Am I scared of this disease? You bet, I'm scared. Terrified would be more like it. I have to remind myself not to get too smug, that just because no one in my direct blood line has it - not my parents or grandparents, nor any of their brothers or sisters - that doesn't mean I'm immune. It could strike me randomly, like a wayward bomb from some crazy fighter pilot in the sky.
And I'm petrified for my husband, who has developed every other health condition his mother had, right down to benign cysts on their right kidneys and identical parathyroid tumors on the same gland (which they both had surgically removed on the same day back in 2004). Add to that the plethora of other risk factors he has - a long history of high blood pressure and high cholesterol, recently diagnosed pre-diabetes, poor diet, a sedentary lifestyle - and I feel as if I might as well put him on the waiting list at Chestnut Village. Does he listen to my warnings, or those of the myriad health professionals out there?
What do you think? If he inherited anything at all from his father, it was stubbornness.
But lately I'm feeling just as angry as I am fearful. Where did this scourge of a disease come from, anyway? Why all of a sudden are so many millions of people living their last years of life being stripped of their memory and intellect? Is is something in the water? In food? In microwaves or cell phones?

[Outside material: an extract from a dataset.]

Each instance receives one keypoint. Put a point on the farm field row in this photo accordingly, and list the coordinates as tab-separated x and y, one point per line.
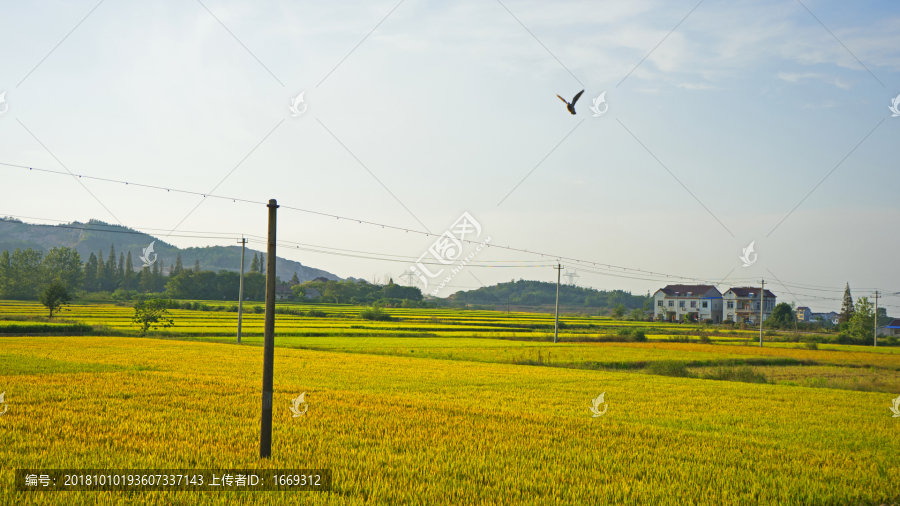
409	430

Somebody just tell me, so I can do something about it.
For of course, there's the biggest fear of all. This horrible disease causes it's victims to lose complete control over their lives. And for a control freak like me, what could be more fearsome? A fate worse than death, indeed.
So yes, I'm scared. But I'm also "stomp my foot" mad, and I don't want to take this anymore.
Let's get to work on stem cell research. Let's support the efforts of the Alzheimer's Association, and other organizations who are looking for cures.
Let's insure that our children and grandchildren can forget all about Alzheimer's Disease, and needn't be afraid of it at all.